NLP/Text-as-Data Seminar: "Lipstick on a Pig: Using Language Models as Few-Shot Learners"

Speaker: Sameer Singh

Location: 60 Fifth Avenue, Room 7th Floor Open Space

Date: Thursday, March 24, 2022

Current NLP pipelines increasingly rely on pre-trained models, focusing on language models that provide representations that we can adapt with minimal effort. For example, language modeling has provided exceptional few-shot natural language understanding and reasoning performance by framing these tasks as "fill in the blank" prompts. These benefits improve with larger models and datasets, suggesting that directly using language models may dominate the future of NLP applications. However, the goals of language modeling are not precisely the same as what we need from few-shot learners, and it is vital to understand this gap.

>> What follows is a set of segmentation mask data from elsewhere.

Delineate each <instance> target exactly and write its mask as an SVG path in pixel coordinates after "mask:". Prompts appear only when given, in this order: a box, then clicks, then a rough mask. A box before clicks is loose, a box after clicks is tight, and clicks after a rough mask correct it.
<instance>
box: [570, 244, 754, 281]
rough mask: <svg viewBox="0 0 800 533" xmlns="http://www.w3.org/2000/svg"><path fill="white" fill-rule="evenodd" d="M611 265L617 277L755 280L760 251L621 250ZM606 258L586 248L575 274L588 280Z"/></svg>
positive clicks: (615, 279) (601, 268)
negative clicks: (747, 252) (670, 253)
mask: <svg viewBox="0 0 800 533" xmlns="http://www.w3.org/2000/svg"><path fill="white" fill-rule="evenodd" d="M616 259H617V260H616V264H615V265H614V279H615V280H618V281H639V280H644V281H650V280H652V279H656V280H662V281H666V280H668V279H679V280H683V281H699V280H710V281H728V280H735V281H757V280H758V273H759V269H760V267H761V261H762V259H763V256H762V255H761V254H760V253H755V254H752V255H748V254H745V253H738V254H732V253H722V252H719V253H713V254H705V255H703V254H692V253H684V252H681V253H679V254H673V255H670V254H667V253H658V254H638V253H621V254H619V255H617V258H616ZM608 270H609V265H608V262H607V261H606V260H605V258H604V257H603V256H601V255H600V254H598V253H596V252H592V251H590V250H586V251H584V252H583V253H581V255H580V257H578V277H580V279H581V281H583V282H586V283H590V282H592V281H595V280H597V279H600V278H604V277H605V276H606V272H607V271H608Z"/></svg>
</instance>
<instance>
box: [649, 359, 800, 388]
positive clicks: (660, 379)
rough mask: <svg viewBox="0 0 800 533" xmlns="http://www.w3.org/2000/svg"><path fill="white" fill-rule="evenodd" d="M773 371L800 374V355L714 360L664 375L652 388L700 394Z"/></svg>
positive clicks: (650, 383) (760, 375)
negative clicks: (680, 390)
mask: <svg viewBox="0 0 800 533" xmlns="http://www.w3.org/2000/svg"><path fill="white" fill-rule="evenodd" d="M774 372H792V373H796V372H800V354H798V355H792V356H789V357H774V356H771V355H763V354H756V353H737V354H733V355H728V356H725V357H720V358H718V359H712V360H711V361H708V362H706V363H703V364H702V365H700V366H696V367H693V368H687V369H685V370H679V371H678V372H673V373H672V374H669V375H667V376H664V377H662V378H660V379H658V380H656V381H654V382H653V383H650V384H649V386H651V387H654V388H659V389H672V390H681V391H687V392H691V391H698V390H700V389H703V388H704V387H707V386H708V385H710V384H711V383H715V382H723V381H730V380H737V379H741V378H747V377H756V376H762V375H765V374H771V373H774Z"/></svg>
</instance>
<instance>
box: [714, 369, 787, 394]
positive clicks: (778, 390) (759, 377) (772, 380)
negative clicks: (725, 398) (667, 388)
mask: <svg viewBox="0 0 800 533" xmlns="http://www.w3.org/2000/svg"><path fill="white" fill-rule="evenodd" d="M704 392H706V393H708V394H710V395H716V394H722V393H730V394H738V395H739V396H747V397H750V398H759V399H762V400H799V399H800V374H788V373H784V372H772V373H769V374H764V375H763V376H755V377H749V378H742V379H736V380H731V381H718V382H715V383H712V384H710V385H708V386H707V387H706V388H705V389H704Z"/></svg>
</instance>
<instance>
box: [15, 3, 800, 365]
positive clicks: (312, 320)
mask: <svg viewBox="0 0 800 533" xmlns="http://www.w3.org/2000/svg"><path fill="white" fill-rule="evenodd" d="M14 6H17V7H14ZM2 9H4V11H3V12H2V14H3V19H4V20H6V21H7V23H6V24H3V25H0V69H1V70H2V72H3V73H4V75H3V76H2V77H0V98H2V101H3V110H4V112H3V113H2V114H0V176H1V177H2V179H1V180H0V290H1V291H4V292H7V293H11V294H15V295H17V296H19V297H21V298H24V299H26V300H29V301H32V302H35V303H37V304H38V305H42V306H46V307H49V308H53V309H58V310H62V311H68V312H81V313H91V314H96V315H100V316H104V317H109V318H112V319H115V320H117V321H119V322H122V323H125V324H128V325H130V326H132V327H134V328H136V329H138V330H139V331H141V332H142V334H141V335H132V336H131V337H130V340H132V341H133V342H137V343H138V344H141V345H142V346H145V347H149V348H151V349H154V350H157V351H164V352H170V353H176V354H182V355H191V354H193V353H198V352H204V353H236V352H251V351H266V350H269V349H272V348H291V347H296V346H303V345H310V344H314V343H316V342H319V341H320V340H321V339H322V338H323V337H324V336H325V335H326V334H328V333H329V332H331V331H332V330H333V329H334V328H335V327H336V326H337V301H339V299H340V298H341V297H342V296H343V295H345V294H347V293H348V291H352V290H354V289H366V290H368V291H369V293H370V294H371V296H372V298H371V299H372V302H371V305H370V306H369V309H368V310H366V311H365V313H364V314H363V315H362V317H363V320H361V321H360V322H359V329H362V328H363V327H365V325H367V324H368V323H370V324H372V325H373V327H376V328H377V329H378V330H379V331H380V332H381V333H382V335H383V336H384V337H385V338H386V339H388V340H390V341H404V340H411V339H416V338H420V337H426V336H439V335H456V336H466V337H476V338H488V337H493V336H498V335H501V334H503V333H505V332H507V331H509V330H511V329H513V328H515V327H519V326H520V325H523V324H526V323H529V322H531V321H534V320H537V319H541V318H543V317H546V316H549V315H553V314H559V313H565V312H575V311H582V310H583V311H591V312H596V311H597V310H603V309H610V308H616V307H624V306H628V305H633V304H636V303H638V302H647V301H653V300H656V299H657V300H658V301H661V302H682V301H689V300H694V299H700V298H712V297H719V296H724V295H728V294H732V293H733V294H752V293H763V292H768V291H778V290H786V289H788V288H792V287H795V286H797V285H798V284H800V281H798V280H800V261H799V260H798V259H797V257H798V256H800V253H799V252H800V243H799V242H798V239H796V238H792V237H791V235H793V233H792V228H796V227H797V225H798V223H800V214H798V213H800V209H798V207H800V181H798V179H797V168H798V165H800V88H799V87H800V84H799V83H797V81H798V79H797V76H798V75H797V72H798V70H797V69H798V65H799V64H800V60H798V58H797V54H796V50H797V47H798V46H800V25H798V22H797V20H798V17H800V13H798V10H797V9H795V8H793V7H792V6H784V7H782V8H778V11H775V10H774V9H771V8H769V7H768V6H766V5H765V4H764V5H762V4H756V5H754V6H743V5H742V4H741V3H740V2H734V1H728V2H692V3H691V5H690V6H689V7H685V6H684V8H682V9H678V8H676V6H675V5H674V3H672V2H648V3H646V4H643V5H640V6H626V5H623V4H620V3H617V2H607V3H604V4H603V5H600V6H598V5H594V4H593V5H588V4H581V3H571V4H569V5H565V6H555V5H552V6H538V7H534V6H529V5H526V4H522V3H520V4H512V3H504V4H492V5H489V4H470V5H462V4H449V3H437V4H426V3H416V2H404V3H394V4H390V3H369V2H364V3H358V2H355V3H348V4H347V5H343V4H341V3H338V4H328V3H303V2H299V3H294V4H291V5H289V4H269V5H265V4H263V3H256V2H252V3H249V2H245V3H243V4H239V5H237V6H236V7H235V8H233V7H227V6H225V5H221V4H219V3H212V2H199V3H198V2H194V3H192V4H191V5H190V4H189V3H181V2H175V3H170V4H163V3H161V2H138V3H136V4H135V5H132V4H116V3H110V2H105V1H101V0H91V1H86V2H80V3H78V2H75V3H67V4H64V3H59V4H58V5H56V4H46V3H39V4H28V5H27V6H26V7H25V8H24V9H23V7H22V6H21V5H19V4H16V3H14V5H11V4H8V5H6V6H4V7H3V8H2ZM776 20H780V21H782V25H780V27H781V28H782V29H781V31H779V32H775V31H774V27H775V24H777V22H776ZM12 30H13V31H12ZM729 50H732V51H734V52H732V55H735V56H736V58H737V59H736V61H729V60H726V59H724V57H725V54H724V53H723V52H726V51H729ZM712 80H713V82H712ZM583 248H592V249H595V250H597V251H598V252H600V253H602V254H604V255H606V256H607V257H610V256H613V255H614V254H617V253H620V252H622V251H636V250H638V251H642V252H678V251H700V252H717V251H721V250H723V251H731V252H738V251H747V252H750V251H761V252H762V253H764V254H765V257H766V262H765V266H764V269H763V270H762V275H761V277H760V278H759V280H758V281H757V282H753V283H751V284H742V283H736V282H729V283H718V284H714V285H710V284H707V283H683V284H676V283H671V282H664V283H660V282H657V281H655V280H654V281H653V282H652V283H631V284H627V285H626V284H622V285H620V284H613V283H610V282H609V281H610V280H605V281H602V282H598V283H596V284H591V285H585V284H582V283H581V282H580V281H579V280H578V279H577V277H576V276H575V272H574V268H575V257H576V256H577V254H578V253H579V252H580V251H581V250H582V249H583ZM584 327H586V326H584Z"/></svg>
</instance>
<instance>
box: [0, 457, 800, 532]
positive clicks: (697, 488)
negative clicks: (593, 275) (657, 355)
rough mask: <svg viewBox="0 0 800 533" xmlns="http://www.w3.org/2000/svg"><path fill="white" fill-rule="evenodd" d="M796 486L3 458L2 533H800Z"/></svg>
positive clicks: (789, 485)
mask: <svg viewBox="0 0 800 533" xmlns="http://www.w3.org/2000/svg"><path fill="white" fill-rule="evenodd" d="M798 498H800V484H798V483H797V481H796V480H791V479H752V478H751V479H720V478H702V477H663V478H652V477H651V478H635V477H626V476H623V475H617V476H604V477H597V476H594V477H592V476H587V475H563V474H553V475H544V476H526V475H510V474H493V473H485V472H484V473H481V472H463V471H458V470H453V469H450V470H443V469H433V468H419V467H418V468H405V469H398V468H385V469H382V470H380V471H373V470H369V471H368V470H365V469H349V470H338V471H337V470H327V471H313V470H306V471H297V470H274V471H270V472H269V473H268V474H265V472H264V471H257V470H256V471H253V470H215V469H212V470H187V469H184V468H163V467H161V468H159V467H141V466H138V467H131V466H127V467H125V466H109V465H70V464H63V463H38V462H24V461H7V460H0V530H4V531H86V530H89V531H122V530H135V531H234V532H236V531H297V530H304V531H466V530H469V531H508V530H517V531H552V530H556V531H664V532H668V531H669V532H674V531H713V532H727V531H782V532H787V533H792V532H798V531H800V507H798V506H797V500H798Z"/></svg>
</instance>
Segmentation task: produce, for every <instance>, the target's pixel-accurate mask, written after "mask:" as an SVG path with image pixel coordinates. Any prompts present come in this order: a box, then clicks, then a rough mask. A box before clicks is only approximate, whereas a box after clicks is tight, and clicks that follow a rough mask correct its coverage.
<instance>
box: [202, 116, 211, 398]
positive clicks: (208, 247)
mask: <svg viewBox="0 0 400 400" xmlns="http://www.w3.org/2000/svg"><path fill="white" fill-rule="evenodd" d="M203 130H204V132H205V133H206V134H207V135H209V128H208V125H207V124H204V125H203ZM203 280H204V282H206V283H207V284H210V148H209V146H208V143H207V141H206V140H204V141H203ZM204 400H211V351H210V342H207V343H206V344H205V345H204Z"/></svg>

In this talk, I will describe some of our work in characterizing the differences between language modeling and few-shot learning. I will show how language modeling comes with crucial shortcomings for few-shot adaptation and describe a simple approach to address them. Then, focusing on numerical reasoning, I will show that the reasoning ability of the language models depends strongly on simple statistics of the pretraining corpus, performing much more accurately for more common terms. These results suggest language modeling may not be sufficient to learn robust reasoners and that we need to take the pretraining data into account when interpreting few-shot evaluation results.